Attendance and discipline are taking a hit in city schools because many parents and students have misunderstood the bar on detention and corporal punishment under the Right to Education Act, Delhi’s education minister Arvinder Singh Lovely said on Tuesday.
Lack of clarity on the RTE Act has so far forced teachers to avoid taking action against students, Lovely said at a meeting of the Central Advisory Board on Education (CABE), India’s apex advisory body on education. “I request the Centre to issue a clarification, explaining the intention behind these clauses.”
Union human resource development minister Kapil Sibal, who chaired the meeting, advised Lovely to meet school administrators and explain to them the intentions behind the Act.

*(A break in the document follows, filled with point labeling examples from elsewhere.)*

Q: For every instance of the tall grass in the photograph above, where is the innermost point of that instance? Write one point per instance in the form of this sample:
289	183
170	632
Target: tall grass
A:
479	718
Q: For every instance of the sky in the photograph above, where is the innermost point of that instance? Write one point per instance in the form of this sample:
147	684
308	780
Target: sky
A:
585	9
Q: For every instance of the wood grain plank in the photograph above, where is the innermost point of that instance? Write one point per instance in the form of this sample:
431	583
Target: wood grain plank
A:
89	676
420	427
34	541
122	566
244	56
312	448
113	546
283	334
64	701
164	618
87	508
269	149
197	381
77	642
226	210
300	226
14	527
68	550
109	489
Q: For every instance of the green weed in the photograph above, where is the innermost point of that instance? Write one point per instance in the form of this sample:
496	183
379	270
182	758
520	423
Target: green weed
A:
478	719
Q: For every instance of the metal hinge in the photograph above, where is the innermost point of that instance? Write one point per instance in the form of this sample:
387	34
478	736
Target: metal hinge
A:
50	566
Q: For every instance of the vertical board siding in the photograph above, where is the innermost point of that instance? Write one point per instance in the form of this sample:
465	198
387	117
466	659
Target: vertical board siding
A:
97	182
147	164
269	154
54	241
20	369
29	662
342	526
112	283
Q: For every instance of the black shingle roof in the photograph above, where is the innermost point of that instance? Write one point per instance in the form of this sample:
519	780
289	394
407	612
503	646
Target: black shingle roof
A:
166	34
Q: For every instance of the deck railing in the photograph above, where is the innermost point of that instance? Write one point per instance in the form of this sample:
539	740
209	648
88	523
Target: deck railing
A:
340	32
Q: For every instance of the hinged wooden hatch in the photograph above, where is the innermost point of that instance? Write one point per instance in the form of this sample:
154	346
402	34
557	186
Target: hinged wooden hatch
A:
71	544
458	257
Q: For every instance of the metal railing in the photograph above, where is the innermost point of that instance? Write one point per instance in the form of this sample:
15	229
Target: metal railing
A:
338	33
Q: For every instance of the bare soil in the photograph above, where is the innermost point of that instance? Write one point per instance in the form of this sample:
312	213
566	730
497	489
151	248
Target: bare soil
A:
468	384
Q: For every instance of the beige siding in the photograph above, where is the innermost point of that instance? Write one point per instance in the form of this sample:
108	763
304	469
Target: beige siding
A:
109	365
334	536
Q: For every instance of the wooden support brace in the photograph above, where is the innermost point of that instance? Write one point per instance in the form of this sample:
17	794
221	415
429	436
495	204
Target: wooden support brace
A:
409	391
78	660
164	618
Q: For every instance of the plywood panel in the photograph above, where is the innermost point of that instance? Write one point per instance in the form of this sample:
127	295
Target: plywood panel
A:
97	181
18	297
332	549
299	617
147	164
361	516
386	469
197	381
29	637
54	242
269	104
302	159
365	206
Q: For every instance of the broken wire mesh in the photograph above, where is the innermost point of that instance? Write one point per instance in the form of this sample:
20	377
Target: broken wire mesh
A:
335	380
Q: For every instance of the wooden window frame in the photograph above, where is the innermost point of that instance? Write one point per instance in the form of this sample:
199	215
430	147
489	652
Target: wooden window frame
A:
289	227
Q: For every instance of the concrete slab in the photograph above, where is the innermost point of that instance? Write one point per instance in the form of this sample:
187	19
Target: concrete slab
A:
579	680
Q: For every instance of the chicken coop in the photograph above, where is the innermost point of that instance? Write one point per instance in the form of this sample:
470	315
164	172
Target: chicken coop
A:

Sections 16 and 17 of the Act not only ban schools from holding back students with poor academic record till class VIII, but also punish teachers who mete out physical punishment or mental harassment to students.
These sections are aimed at reducing the stress involved in learning at schools and at eliminating the fear of the teacher. But Lovely’s comments represent concerns that several teachers and administrators have also raised.
Teachers fear that any act of disciplining will be misunderstood by the student or his parents. But educationists, including experts like Vinod Raina who helped draft the law, argue that the concerns surrounding the Act are not unnatural in an education system tuned to using examinations and caning as tools. “The RTE Act, we must understand, is not about just increasing the number of schools.
It is about changing the paradigm in which education is delivered - from one where examinations and punishment are used to discipline students and make them study,” said Raina, who is also a CABE member.